Uma das coisas mais deliciosas que ouvi nos últimos dias diz respeito ao figo, fruto tradicionalmente associado ao sul da Europa e norte de Africa. Aqarru é o nome que se dá ao figo em tamazight, língua do povo berbere originário das montanhas do Atlas no norte de Marrocos, e também expressão usada pelos povos rurais da margem esquerda do Guadiana relativamente ao comportamento das ovelhas quando acabam de pastar e se juntam todas à sombra de uma árvore.
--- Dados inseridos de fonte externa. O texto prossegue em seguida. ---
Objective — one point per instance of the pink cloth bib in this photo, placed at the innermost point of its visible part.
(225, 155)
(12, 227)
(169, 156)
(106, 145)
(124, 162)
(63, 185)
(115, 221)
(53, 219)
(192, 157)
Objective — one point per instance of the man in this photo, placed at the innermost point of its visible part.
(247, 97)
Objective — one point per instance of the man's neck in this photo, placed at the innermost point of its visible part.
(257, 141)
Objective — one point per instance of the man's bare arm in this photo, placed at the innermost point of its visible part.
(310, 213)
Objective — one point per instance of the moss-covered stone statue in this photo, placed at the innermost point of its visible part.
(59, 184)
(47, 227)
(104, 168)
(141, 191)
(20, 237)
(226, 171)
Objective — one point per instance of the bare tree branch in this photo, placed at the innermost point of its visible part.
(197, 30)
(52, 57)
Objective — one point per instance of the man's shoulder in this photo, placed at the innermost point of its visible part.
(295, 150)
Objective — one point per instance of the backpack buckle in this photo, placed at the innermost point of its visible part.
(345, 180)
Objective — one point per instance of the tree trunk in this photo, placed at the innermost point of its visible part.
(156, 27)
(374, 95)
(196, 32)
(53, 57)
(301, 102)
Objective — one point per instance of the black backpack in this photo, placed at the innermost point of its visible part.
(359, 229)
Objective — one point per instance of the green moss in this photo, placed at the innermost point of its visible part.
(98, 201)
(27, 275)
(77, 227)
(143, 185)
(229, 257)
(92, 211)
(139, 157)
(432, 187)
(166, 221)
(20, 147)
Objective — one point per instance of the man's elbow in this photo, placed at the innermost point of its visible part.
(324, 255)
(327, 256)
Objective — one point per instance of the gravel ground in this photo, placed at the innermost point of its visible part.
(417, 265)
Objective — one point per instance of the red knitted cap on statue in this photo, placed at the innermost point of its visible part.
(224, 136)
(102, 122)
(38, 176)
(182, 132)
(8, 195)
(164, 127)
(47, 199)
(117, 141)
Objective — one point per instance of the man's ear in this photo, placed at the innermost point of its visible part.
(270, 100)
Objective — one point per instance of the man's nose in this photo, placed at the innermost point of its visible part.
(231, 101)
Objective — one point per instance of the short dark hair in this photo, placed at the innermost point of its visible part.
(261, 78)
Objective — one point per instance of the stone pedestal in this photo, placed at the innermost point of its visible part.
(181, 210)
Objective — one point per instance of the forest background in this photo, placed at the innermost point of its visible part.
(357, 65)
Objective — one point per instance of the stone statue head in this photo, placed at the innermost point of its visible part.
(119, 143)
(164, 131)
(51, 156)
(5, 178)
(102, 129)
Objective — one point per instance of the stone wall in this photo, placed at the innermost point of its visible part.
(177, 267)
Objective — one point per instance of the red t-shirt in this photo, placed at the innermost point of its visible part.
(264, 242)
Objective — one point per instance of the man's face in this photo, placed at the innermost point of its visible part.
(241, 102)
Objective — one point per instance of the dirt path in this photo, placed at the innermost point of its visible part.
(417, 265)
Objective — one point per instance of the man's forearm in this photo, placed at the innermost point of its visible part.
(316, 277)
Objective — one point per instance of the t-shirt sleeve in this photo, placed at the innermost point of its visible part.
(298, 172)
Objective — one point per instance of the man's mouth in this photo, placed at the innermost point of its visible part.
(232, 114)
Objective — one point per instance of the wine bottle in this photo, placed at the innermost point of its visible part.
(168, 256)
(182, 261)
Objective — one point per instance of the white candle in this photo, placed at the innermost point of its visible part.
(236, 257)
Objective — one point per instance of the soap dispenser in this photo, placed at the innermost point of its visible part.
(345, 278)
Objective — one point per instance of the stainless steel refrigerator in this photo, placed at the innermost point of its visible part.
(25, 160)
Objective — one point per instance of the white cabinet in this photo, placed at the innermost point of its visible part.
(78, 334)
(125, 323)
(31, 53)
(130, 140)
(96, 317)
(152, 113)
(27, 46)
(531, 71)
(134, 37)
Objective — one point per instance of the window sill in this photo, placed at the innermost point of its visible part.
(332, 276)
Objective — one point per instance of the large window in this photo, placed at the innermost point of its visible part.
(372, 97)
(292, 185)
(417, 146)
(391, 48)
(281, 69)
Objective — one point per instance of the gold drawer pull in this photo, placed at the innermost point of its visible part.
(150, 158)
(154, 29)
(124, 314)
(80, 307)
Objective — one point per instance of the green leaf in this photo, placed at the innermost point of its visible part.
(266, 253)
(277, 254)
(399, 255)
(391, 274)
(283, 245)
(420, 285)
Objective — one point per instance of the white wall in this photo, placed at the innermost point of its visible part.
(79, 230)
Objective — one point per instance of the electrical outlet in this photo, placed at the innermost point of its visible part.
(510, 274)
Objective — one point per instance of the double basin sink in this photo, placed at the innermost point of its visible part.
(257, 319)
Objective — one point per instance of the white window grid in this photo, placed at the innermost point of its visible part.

Então as ovelhas estão no aqarru ou aqarradas.
Ora, se os povos islâmicos que colonizaram o território hoje português seriam na sua maioria berberes do norte de África, pode pensar-se que à margem das respectivas evoluções linguísticas, permaneceu como referente na expressão utilizada naquelas aldeias alentejanas, a ideia de sombra herdada das populações que anteriormente habitaram os mesmos locais, visto que de acordo com as espécies arbóreas existentes, a sombra da figueira seria certamente a mais fresca.
É também este tipo de património imaterial que constitui uma das mais valiosas riquezas da nossa cultura (s) e que merece ser preservado e divulgado, por exemplo pela realização de recolhas orais como base de investigações antropológicas junto de determinadas comunidades locais que devem ser entendidas como fontes inesgotáveis de saber.